Emergency peripartum hysterectomy: a 10-year review in a tertiary obstetric hospital
According to the World Health Organization (WHO) postpartum haemorrhage (bleeding after a woman has just given birth) accounts for one-quarter of maternal deaths worldwide. There are occasions when an emergency peripartum hysterectomy (EPH) is necessary to remove the uterus, in order to control these haemorrhages. Although it is a life-saving procedure, this study found that EPH is itself associated with considerable maternal morbidity. This study also found that the most common indication for an EPH is abnormal placental implantation where the placenta is too close to the cervix or goes through the uterus lining, as a result of a previous caesarean delivery. It is hoped that this study will alert medical practitioners to this indication so that they will be more vigilant about the placental implantation in women with previous caesareans antenatally e.g. scans to determine placental site, and the medical team and woman can prepare and plan ahead of the delivery if this problem arises.

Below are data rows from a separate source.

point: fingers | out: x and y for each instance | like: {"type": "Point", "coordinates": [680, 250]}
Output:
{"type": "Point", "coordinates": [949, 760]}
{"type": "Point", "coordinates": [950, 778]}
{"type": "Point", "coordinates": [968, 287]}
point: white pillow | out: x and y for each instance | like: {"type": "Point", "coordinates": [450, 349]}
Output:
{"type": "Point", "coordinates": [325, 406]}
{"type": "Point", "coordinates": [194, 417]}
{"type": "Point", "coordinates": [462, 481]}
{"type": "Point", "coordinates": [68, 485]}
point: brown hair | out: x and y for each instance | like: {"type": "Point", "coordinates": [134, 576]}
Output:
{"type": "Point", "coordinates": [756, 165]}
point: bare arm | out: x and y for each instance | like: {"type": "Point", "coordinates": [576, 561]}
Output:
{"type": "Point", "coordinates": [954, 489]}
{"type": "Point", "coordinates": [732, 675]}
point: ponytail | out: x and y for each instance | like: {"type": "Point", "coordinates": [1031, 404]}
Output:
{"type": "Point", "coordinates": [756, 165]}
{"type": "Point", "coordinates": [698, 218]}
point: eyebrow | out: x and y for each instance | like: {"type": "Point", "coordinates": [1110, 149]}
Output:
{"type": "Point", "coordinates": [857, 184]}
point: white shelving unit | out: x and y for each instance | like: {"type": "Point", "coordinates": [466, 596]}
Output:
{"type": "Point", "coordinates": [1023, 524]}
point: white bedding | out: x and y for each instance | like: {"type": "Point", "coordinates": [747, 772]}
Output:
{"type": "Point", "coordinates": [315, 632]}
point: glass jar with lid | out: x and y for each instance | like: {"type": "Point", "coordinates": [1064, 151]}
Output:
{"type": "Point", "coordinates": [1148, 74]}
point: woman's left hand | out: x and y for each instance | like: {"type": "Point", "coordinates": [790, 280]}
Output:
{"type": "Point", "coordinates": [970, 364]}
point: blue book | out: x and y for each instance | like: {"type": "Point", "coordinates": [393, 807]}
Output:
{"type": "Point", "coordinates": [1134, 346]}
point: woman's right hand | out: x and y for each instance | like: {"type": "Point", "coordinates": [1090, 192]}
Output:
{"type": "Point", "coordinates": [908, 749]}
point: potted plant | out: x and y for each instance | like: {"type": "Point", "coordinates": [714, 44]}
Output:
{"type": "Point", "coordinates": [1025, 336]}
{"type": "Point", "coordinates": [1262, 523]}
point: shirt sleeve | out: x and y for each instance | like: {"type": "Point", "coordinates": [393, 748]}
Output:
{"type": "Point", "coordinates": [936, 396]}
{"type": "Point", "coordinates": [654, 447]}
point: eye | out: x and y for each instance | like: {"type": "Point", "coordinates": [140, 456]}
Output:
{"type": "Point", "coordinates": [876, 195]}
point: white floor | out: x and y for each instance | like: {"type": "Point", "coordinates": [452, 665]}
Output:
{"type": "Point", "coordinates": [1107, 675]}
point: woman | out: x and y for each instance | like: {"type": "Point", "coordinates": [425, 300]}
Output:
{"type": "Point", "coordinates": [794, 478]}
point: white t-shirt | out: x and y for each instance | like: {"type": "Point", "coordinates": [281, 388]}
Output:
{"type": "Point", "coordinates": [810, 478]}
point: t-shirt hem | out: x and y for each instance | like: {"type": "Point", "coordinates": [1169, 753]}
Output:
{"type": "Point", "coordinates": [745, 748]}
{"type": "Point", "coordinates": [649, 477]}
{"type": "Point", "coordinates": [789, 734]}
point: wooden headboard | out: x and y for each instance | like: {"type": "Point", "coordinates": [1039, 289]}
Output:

Temporal trends and clinical characteristics of spontaneous intracerebral haemorrhage in the Waikato region of New Zealand: a hospital-based analysis
This study investigated intracerebral haemorrhage (ICH) or sudden bleeding within the brain detected in the hospitals of the Waikato region of New Zealand between 1999 and 2008. 653 episodes of ICH were identified. Observed ICH has increased in incidence in our hospitals over the past 10 years. Increasing availability of neuroimaging, increasing numbers of elderly, and increasing warfarin (a blood thinner used in heart conditions)-associated ICH were likely contributors to this observed increase. Radiological evidence of extension of intraventricular bleed, warfarin use, lobar location of bleed, and increasing age correlated with poorer survival. This data will be available for comparison with future studies to assess trends in incidence, patient characteristics and outcome in ICH.
Secondary prevention of vertebral fractures in a large New Zealand District Health Board
Osteoporosis is a common medical condition affecting many New Zealand older adults. Vertebral fractures are a common manifestation of osteoporosis and strongly predict future fractures. Medications proven to help prevent further fractures are available, yet this audit shows many patients with prior fractures presenting to Waitemata District Health Board were not adequately treated. This appeared particularly so for men with prior fractures.